Bengaluru institute developing software tool for zoonotic disease surveillance
BENGALURU: The post-Covid security infrastructure will involve beefing up of scientific and technical intelligence that will help in surveillance and early warning systems for health outbreaks that may impact lives and economy on a large scale in the country.
The Department of Bio-Technology, under the ‘Establishment of a Consortium for One Health to address Zoonotic and Transboundary Diseases in India, including the Northeast Region,’ has “approved a sampling plan and forecasting model for surveillance of infectious zoonotic diseases in humans by ICAR-NIVEDI, Bengaluru,” said Principal Scientist, National Institute of Veterinary Epidemiology & Disease Informatics (NIVEDI), Dr K P Suresh.

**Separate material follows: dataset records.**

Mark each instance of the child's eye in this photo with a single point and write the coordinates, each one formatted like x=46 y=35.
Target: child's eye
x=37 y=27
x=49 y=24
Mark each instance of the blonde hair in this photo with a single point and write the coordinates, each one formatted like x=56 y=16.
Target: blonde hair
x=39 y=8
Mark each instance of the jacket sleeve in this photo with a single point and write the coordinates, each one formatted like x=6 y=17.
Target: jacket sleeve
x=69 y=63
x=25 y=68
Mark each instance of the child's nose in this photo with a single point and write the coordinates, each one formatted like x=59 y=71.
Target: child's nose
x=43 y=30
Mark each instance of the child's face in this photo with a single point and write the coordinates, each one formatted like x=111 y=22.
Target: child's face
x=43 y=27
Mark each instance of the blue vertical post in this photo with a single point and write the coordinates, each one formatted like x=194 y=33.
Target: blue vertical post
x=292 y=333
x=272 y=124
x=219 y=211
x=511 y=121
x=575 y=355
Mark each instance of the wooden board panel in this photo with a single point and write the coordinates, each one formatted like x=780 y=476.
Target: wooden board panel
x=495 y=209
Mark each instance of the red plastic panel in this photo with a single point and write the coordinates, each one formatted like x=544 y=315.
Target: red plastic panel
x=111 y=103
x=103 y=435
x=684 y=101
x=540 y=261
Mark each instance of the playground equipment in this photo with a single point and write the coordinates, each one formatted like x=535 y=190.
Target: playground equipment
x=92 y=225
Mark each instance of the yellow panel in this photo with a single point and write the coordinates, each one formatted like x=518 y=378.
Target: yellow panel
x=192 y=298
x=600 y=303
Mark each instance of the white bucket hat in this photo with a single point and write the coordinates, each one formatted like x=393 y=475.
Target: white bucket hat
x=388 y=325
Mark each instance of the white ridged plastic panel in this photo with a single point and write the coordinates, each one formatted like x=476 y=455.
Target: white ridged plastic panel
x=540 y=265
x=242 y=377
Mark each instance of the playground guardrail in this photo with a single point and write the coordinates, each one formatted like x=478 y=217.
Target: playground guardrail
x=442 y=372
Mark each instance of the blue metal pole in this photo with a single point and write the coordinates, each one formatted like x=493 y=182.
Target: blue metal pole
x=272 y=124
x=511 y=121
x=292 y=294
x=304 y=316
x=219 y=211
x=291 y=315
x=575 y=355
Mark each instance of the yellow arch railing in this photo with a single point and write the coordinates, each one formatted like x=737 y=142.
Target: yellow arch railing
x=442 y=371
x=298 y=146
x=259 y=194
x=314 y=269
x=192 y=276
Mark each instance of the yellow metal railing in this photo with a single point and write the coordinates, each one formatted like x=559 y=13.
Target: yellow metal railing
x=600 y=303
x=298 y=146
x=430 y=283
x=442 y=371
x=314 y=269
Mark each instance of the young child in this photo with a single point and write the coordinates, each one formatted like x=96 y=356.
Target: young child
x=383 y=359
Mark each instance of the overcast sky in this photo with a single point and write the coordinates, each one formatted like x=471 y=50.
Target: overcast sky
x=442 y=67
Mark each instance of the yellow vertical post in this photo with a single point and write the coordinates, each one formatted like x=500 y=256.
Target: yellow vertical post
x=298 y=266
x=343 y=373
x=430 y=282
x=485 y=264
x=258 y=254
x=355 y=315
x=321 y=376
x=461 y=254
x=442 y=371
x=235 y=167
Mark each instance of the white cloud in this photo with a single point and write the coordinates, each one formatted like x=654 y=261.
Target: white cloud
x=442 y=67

“The first-of-its-kind intelligence software tool will be styled on National Animal Disease Referral Expert System-v2 (NADRES-v2), which was developed by the ICAR-NIVEDI five years ago as a surveillance and forewarning system for livestock disease management. It will be used for surveillance and forecasting of zoonotic diseases in humans such as coronaviruses, brucellosis, TB, coxiellosis, cryptosporidiosis, cysticercosis, Japanese Encephalitis, leptospirosis, scrub typhus and listeriosis,” he said. The NADRES-v2 is real-time Artificial Intelligence (AI) and Machine Learning-enabled software which is used in forecasting of infectious livestock diseases two months in advance so as to prepare the stakeholders and help them initiate preventive measures.

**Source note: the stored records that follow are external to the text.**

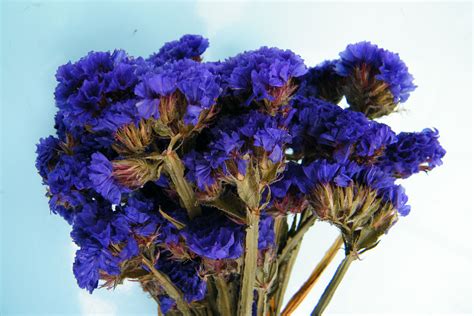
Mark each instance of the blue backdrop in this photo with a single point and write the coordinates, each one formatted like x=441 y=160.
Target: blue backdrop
x=435 y=41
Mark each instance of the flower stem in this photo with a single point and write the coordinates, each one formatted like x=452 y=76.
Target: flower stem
x=169 y=287
x=332 y=286
x=250 y=263
x=299 y=296
x=223 y=298
x=175 y=169
x=294 y=240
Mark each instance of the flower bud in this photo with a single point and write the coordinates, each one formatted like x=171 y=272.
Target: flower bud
x=134 y=173
x=133 y=139
x=358 y=211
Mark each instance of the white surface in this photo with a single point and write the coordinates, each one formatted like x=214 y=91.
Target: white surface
x=424 y=265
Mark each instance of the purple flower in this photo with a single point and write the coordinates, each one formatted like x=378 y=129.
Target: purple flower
x=266 y=233
x=221 y=240
x=102 y=178
x=324 y=130
x=322 y=82
x=184 y=275
x=47 y=152
x=255 y=73
x=376 y=79
x=412 y=153
x=90 y=259
x=87 y=88
x=188 y=46
x=322 y=172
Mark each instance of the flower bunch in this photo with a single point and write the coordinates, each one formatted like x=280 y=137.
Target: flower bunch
x=199 y=179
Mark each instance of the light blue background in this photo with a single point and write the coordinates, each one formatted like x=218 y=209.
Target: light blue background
x=424 y=265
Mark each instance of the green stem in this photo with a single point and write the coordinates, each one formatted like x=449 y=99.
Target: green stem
x=284 y=272
x=175 y=169
x=332 y=286
x=250 y=263
x=169 y=287
x=296 y=238
x=262 y=303
x=223 y=298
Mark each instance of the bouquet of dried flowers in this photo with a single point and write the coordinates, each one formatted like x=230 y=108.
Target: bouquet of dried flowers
x=199 y=180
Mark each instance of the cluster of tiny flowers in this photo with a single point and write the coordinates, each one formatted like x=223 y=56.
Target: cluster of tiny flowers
x=149 y=152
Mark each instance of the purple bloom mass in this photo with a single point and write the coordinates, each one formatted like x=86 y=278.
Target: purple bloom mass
x=164 y=167
x=377 y=79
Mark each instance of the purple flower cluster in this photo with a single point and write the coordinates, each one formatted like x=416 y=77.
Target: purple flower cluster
x=233 y=141
x=265 y=73
x=158 y=160
x=187 y=47
x=412 y=153
x=322 y=82
x=324 y=130
x=387 y=67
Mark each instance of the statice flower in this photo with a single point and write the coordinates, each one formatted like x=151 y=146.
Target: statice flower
x=376 y=79
x=363 y=202
x=88 y=88
x=48 y=151
x=264 y=74
x=266 y=233
x=322 y=82
x=229 y=150
x=324 y=130
x=90 y=259
x=179 y=94
x=101 y=175
x=187 y=47
x=222 y=240
x=197 y=180
x=184 y=274
x=412 y=153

“The National Centre for Disease Control, Ministry of Health and Family Welfare, had approached NIVEDI to develop a system to be used for forecasting of zoonotic diseases in humans,” said Principal Scientist, NIVEDI, Dr Sharangouda Patil. Suresh and Patil are involved in developing the software application.“The operational disease forewarning systems using AI, ML and data science are more feasible and economical to mitigate risk of epidemics, when the predictions are more precise and accurate,” said Dr Suresh.